Wie nachhaltig ist ein System eigentlich, das Hunderttausende Euro staatlicher Förderung pro Jahr benötigt, damit eine private beziehungsweise zivilgesellschaftliche Organisation Äußerungen im Internet sammelt, bewertet und gegebenenfalls den Behörden meldet? Die Strafverfolgung ist schließlich eine staatliche Aufgabe. Wer eine Straftat entdeckt, kann sie bei Polizei und Staatsanwaltschaft anzeigen. Dafür braucht Deutschland grundsätzlich keine zusätzliche Meldestruktur.
Der „Trusted Flagger“ verliert seine Meldestelle
Besonders kurios wird die Geschichte durch den Status als Trusted Flagger. Die Bundesnetzagentur hatte REspect! 2024 als ersten deutschen vertrauenswürdigen Hinweisgeber nach dem Digital Services Act zugelassen. Das war keineswegs irgendein belangloses Gütesiegel. Onlineplattformen müssen Meldungen solcher Trusted Flagger bevorzugt bearbeiten. Genau deshalb wurde die Konstruktion von Beginn an kritisch diskutiert: Eine staatlich anerkannte Organisation erhält bei der Moderation von Internetinhalten einen privilegierten Zugang zu den Plattformen. Und nun stellt genau diese Organisation ihre eigentliche Meldestellenfunktion ein. Die Bundesnetzagentur prüft deshalb nach eigenen Angaben, welche Konsequenzen die Neuausrichtung für den Trusted-Flagger-Status hat.
Das dürfte eine interessante Prüfung werden. Denn ein „vertrauenswürdiger Hinweisgeber“, der künftig keine entsprechende Meldestelle mehr betreibt, wäre zumindest eine ziemlich originelle Konstruktion.
Eine grundsätzliche Frage bleibt
Vielleicht bietet das Ende der Meldestelle eine gute Gelegenheit, grundsätzlich über solche Konstruktionen nachzudenken, die von Kritikern immer wieder als Instrumente im politischen Kampf gegen die AfD wahrgenommen werden. Das Gegenteil wurde erreicht. In Sachsen-Anhalt steht die AfD in Wählerumfragen bei 42%. Ralle Stegner (SPD) und Co. fordern weiterhin gebetsmühlenartig eine Verbotsverfahren und stärken die von ihnen so gehasste AfD dadurch nur noch mehr.
Das Modell der Meldestellen scheint grade zu scheitern. Für strafbare Inhalte brauchen wir eine funktionierende Justiz. Für unangenehme Meinungen brauchen wir aber etwas anderes: Eine robuste Meinungsfreiheit.

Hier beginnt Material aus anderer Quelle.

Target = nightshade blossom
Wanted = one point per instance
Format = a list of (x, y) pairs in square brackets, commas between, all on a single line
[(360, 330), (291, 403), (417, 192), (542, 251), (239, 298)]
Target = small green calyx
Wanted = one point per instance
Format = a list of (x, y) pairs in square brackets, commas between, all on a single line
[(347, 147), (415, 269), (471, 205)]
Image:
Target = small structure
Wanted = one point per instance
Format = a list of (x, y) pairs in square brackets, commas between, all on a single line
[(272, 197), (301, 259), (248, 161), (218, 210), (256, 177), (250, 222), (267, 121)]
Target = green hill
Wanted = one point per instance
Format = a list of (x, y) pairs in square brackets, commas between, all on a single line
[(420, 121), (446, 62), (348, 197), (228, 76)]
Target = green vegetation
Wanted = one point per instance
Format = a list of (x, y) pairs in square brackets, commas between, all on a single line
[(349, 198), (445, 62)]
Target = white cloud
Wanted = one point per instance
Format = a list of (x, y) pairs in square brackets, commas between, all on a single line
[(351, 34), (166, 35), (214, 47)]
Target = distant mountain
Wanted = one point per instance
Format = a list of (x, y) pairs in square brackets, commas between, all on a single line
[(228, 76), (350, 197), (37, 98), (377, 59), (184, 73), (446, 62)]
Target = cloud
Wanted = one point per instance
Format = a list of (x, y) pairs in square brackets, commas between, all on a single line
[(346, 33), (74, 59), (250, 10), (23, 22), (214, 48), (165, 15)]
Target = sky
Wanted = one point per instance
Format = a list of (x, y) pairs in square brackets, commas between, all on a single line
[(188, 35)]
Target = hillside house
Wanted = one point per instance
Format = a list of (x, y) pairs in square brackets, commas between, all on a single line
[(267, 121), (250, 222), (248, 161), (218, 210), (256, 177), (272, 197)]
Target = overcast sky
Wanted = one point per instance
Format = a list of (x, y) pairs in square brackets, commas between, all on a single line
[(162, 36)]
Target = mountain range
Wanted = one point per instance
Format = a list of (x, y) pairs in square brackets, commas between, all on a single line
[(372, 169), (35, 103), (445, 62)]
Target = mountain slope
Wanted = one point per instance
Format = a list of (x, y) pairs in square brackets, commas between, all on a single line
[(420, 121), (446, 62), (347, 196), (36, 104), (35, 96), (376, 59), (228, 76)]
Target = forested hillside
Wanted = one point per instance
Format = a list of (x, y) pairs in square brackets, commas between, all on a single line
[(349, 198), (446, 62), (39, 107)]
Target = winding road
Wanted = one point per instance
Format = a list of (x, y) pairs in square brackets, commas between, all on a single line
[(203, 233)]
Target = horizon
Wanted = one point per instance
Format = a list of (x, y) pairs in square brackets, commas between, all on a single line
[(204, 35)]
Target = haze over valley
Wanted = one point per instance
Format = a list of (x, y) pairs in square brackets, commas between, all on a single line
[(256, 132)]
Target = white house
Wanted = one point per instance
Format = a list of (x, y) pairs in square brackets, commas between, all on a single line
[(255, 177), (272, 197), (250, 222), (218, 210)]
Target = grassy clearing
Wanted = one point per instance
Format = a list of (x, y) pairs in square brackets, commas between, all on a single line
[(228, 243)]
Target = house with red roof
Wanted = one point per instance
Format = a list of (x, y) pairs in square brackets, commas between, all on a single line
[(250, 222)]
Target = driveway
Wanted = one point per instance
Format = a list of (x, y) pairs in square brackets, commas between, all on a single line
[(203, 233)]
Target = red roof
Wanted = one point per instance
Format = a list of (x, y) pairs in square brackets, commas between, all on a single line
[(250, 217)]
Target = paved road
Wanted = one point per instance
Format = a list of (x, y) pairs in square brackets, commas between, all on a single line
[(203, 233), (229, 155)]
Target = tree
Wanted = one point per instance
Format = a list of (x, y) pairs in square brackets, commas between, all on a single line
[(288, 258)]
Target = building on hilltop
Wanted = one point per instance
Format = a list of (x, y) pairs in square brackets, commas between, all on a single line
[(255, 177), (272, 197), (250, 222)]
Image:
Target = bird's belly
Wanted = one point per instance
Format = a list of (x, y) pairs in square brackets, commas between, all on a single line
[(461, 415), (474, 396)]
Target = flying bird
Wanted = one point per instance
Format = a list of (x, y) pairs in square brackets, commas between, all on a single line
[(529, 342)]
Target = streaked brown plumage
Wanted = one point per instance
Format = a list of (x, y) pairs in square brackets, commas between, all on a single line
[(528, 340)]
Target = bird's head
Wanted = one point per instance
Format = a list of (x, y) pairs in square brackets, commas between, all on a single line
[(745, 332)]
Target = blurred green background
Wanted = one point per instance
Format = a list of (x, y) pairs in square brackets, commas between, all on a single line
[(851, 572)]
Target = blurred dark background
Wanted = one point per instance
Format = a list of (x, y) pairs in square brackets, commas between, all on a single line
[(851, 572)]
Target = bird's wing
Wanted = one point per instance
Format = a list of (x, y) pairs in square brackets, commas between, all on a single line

Alle Strukturen, die sich in den letzten Jahren gebildet haben, um die AfD klein zu halten, sind gescheitert. Einen Plan B gibt es nicht. Panik macht sich breit.
Man kann zwar – wie es die niedersächsische Innenministerin Daniela Behrens tut – reihenweise AfD-Kandidaten von der Kommunalwahl auf Basis von Einschätzungen des nieders. Verfassungschutzes ausschließen lassen, nur hat das eben ein Geschmäckle. Ich sehe es durchaus als im Bereich des Möglichen, dass der Verfassungsschutz nach dem Prinzip „Dessen Brot ich ess‘, dessen Lied ich sing'“ agiert. Und schon diese – freilich unbewiesene – Vermutung treibt die Menschen nur noch mehr in den Wahnsinn. Das sieht auch Harald Martenstein so. In seiner BILD-Kolumne geht er mit der niedersächsischen Innenministerin Daniela Behrens hart ins Gericht. Seine Kolumne gibt es hier im Original.
Daniela Behrens im Fadenkreuz der Bild
Schade, dass er bei der Erwähnung der „DDR“ nicht die frühere Schreibweise übernommen hat, nämlich die Buchstabenkombination in Gänsefüßchen zu setzen. Dabei war doch die Bild selbst 1959 zu der Erkenntnis gekommen: Nicht deutsch, nicht demokratisch, keine Republik. Der Anfang der „DDR“-Schreibweise. Bei dem Prädikat „nicht deutsch“ würde ich aber ein leichtes Veto einlegen.
Die Bild hat leider nicht ganz bis zum Mauerfall durchgehalten. Am 2. August 1989, drei Monate vor dem Mauerfall, verzichtete man erstmals auf die Gänsefüßchen. Ich bleibe allerdings dabei. Unehre, wem Unehre gebührt.